取材に向かう朱瑞峰さん  (2014年2月26日 江西省南昌市、アイ・アジア)
取材に向かう朱瑞峰さん
 (2014年2月26日 江西省南昌市、アイ・アジア)

●持ち込まれる情報
こうした朱さんの業績は、中国国内でもかなり知られるようになり、彼の下には、愛人問題など、官僚の様々な腐敗・不正の情報が寄せられるという。

今年2月、私は、朱さんが江西省南昌市で、ある案件を取材するのに同行させてもらった。朱さんの標的となったのは、上海鉄道局の元局長だ。元局長は 2011 年40人が死亡した鉄道の追突事故で、局長の職を解任された人物だが、朱さんによれば今でも党籍は残っているという。その元局長が、妻子を持ちながら複数 の女性と愛人関係にあるというのだ。事実とすれば、共産党の紀律違反となる。

「提供された電話番号と身分証だけで愛人が48人いる。確認を取ってみたい。」

朱さんの手元には、元局長が携帯電話に保存していたという女性の写真があった。上半身をさらし、挑発的な視線をレンズの向けるものや、自分の性器を指でいじっている様子を写したものもあった。

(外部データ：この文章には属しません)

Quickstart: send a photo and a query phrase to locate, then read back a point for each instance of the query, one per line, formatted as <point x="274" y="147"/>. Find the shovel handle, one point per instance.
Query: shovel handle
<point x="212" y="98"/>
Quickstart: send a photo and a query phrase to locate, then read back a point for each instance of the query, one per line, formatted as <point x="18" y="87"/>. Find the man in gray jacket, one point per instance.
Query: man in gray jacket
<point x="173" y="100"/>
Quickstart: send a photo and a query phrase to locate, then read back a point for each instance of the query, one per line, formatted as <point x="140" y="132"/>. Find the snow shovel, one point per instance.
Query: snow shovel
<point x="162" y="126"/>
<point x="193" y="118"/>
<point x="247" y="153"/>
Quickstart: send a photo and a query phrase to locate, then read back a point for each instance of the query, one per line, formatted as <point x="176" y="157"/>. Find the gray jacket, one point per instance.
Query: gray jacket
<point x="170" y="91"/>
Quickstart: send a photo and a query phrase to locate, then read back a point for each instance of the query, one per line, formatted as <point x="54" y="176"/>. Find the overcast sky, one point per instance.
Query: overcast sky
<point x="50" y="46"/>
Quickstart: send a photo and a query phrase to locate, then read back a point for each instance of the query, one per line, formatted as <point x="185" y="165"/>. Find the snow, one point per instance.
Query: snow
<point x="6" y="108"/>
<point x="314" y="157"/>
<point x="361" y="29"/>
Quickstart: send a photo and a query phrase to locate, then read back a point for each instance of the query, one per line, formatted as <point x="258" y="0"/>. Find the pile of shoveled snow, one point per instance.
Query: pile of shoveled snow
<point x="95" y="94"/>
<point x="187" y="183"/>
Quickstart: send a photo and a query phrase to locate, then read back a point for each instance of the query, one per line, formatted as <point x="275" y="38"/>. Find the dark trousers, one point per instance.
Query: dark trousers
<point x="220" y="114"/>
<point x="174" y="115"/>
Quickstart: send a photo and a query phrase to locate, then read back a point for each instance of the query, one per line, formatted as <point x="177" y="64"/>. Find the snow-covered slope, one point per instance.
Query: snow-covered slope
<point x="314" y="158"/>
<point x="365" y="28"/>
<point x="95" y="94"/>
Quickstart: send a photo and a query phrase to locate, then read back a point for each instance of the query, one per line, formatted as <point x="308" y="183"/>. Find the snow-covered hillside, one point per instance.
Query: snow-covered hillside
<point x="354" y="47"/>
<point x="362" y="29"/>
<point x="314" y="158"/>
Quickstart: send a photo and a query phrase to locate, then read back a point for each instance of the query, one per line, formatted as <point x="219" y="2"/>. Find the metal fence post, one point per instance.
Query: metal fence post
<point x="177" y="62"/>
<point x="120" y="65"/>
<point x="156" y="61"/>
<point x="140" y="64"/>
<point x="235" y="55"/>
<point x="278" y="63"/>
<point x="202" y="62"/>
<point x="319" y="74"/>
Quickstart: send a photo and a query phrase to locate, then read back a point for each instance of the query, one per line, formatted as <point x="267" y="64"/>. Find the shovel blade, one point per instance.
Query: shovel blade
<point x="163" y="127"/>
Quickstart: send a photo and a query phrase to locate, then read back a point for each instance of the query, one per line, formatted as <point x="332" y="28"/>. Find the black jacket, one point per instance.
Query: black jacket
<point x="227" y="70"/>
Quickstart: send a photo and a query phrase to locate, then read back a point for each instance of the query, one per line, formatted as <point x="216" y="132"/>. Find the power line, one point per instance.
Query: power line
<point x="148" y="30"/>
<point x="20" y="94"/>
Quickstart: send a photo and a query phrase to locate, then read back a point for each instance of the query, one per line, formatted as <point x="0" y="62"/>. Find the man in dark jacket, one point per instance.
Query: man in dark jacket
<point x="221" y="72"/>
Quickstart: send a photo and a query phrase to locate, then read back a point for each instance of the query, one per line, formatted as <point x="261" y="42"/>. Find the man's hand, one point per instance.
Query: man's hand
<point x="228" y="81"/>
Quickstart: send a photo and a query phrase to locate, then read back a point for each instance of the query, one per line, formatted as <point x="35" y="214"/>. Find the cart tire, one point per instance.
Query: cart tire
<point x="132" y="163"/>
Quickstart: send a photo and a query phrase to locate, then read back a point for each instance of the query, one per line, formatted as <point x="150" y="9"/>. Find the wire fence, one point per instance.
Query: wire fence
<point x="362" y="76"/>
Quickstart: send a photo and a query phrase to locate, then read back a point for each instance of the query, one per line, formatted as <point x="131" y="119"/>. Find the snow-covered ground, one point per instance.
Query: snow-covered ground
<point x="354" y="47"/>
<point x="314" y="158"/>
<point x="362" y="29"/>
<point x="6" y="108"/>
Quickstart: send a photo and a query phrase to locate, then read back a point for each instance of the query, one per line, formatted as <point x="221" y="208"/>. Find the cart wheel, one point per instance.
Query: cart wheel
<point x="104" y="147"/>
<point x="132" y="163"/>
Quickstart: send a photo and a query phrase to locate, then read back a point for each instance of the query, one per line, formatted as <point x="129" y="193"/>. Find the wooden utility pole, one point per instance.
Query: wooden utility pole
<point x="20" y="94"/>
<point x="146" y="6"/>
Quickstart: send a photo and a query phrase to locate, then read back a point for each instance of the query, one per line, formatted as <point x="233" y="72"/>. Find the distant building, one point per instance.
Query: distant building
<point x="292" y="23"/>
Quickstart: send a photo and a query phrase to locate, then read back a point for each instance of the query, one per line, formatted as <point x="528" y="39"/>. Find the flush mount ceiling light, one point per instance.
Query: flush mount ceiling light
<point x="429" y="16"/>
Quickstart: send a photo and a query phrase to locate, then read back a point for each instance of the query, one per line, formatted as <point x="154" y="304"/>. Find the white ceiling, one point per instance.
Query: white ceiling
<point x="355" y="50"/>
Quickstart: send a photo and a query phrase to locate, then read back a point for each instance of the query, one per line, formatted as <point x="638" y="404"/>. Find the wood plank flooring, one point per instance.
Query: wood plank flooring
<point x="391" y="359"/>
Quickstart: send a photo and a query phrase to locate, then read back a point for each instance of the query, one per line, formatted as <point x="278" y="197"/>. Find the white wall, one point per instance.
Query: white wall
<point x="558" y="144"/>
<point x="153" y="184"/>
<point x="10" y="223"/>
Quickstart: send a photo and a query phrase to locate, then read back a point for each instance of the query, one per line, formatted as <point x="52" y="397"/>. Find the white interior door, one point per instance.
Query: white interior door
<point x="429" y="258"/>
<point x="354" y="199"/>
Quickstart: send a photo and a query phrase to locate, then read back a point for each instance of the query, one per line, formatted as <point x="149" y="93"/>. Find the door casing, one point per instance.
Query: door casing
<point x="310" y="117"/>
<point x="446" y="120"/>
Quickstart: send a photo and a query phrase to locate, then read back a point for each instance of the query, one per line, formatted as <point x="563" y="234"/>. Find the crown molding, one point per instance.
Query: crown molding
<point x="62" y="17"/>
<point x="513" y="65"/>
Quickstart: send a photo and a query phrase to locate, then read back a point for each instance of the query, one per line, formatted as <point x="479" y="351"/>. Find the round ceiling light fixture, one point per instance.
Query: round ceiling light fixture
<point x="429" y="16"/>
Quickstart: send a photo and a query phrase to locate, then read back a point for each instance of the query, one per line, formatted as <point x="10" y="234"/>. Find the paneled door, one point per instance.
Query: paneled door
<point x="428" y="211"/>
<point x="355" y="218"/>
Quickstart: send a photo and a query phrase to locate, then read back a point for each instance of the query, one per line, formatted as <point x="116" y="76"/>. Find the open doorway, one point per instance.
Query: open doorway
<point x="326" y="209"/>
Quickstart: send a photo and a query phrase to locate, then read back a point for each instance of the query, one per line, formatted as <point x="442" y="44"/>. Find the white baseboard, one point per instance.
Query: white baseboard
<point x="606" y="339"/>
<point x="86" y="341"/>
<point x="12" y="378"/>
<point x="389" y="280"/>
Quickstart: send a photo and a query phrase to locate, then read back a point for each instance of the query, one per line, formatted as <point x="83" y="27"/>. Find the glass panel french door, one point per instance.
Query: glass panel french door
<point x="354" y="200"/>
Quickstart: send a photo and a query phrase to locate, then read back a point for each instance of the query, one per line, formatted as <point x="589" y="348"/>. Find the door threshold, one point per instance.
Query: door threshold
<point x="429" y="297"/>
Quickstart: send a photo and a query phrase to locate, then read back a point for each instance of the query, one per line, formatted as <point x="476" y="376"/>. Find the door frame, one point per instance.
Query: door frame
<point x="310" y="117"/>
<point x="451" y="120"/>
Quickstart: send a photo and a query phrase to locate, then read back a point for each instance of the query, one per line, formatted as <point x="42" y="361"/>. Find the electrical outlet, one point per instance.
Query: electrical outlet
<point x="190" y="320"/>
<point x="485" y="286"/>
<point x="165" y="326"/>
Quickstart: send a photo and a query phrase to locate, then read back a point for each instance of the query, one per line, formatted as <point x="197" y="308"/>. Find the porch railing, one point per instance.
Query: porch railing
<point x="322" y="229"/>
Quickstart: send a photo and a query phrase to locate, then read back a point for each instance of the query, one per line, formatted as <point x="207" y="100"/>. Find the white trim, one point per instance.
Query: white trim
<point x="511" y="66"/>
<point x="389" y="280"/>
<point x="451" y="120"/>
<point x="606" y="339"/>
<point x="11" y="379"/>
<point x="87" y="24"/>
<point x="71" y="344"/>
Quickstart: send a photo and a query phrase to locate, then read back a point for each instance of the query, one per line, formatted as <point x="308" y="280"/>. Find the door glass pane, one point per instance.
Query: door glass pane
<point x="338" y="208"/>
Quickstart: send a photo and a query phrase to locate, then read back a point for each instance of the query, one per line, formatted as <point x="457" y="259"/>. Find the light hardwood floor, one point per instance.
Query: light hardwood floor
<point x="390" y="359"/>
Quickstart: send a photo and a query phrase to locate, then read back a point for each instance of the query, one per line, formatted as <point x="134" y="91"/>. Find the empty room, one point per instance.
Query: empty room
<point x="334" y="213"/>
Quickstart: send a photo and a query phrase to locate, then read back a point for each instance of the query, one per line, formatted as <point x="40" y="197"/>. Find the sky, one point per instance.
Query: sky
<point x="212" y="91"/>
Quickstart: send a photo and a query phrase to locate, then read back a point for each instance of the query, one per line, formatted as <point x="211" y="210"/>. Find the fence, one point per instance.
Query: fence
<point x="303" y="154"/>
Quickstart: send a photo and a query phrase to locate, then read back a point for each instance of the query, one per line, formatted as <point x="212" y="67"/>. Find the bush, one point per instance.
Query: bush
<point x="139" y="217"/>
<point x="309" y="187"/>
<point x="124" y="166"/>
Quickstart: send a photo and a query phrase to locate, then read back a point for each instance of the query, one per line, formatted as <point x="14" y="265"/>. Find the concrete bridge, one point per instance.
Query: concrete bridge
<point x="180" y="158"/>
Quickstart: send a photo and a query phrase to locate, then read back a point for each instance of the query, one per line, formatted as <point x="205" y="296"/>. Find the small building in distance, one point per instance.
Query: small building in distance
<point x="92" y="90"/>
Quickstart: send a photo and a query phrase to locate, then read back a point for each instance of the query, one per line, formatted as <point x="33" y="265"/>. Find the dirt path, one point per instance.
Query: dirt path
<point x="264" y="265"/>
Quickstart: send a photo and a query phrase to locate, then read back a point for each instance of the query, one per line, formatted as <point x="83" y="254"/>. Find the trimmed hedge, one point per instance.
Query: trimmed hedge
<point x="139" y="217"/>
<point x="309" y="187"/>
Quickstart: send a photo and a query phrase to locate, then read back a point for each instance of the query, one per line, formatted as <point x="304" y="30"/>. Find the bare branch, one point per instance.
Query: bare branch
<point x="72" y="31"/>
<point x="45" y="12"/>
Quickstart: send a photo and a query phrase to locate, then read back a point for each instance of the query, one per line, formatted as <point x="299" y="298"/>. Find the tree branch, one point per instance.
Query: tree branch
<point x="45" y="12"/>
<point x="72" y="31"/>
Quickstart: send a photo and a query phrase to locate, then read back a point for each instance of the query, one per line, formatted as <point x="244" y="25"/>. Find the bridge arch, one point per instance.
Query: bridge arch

朱さんは朝早い飛行機で南昌の空港に到着すると、そのままバスで市内のホテルに向かった。そこで、情報提供者と会った。元局長と極めて近い関係に あった女性 だった。どうやら、元局長の権力を期待して頼みごとをしたのだが、蔑ろにされたため腹いせに元局長の放蕩ぶりを暴こうとしたいようだった女性は、「愛人の 一人だ」と言って写真を示し、こう述べた。

「聞いた話では元局長との間に女の子を生んだそうです。また別の女性は男の子を生んだそうです。西安にも彼との子供を作った人がいると聞いている」

複数の愛人とされる女性たちは、元局長から、経済的な恩恵を得ていたのであろうか?

「当然でしょ。もしいいことが無かったらつき合うはずがない」

インフラの建設を伴う鉄道局の局長となれば、相当なコネや力を持つと考えられる。朱さんは、元局長が不正な資金を得ていた可能性を疑っているよう だったが、元局長が複数の女性を囲うほどの経済力をどのように得ていたかについては、情報提供者の女性も「分からない」と述べるだけであった。

朱さんは、その4日後、この件を「鉄道局の局長が47人の愛人を囲っている」と「人民監督網」で報じた。さらに刺激的な写真と共に「元局長が節度のない放蕩ぶりで多くの女性に子供を産ませている」「愛人リストを暴露」などと続けて報じたのだ。(続く)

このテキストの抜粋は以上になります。